# As a Courtesy, Please post to your Thread When Need has been Fulfilled or Withdrawn



## Goofyhobbie

We appreciate all the requests for available Vacation Time; but it would be very helpful if you would come back and reply to your Thread when you have Withdrawn your Request or you have found Accomodations.

It would be especially helpful if you would let all know when your request for a Rental has been fullfilled by another TUGGER or some other Third Party.  It is not necessary to identify who filled the request or the terms; but we all would like to know when you have been successfully satisfied. 

Thanks for your cooperation.


----------



## eal

As in courtseying to the queen?


----------



## Goofyhobbie

I understand where one might be confused.  

We are not talking about curtseying to a Queen. 

We are talking about being * courteous* when you have found what you were looking for or you have decided to stop looking for a particular Vacation.  

It is not good TUG BBS etiquette to leave those who may be interested in the dark.  Afterall, someone may be trying to fullfill the request only to be disappointed when the original poster never replies.   

The purpose of the above message is to simply encourage everyone to report back by way of a simple reply to their own Thread when the property sought has been found through TUG or elsewhere. 

If the Vacation desired is no longer being sought, then the OP should report that fact so that others who may be trying to meet the demand will know. 

Why leave TUGGERS wondering what happened when you fail to reply to your own thread with an update on the outcome. 

Here at TUG we encourage each Member to be courteous to other Members and we ask that Guests take the time to also let everyone know when they have no further need of assistance.


----------



## Goofyhobbie

*Wow!  I Sure Missed That One!*

Eal,

As you know, a Moderator tries hard to make sure that all is going well throughout the BBS.  In my capacity as a Moderator, I can sometimes take criticism meant in jest too seriously. 

As you correctly pointed out I misspelled the key word in the title line of this thread, spelling it as courtsey rather than the correct *courtesy.* You obviously meant to call that fact to my attention and I failed to realize what you were trying to tell me. 

I did not pick up on the mistake until another TUGGER was kind enough to advise me through a Personal Message that I had made the error.  As we all have learned it is easy to misspell a word or two from time to time; but usually the overall meaning comes through clearly.

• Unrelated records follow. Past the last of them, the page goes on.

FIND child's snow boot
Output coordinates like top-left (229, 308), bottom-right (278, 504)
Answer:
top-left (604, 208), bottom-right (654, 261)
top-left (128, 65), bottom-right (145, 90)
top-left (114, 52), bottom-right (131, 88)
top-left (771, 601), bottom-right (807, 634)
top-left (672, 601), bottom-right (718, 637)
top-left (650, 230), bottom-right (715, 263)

For anyone who has never noticed, sometimes a complete paragraph with a lot of words misspelled can still be clearly read at least by the human eye. 



> Aoccdrnig to rseerach at Cmabrigde Uinervtisy, it deosn't mttaer in waht oredr the ltteers in a wrod are, the olny iprmoatnt tihng is taht the frist and lsat ltteer be at the rghit pclae. The rset can be a total mses and you can sitll raed it wouthit porbelm. Tihs is bcuseae the huamn mnid deos not raed ervey lteter by istlef, but the wrod as a wlohe. Amzanig huh?



I again apologize for the confusion caused by my initial error and I apologize for not correcting the Title misspelling until now.  It is way too easy to make typographical errors when posting on the BBS; but most of us try our best to get it right most of the time.


----------



## eal

Sorry, I must have too much of the royal wedding on the brain...


----------



## Smooth Air

How do I change the title of my ad to advise that I am withdrawing my ad?
Is it possible to change the title of my original ad?

Smooth Air


----------



## gwspops

Can you please provide a readily accessible button to mark the listing as closed, etc?

Posting another message just moves the ad to the top, which is the opposite of what we are trying to do out here.


----------



## DeniseM

gwspops said:


> Can you please provide a readily accessible button to mark the listing as closed, etc?
> 
> Posting another message just moves the ad to the top, which is the opposite of what we are trying to do out here.



Only Mods can close posts, or edit them after 48 hours, but if you contact a Mod, we'd be happy to help you do that.

If you are within 48 hours, just click EDIT and then ADVANCED EDIT, and you can edit your own title.


----------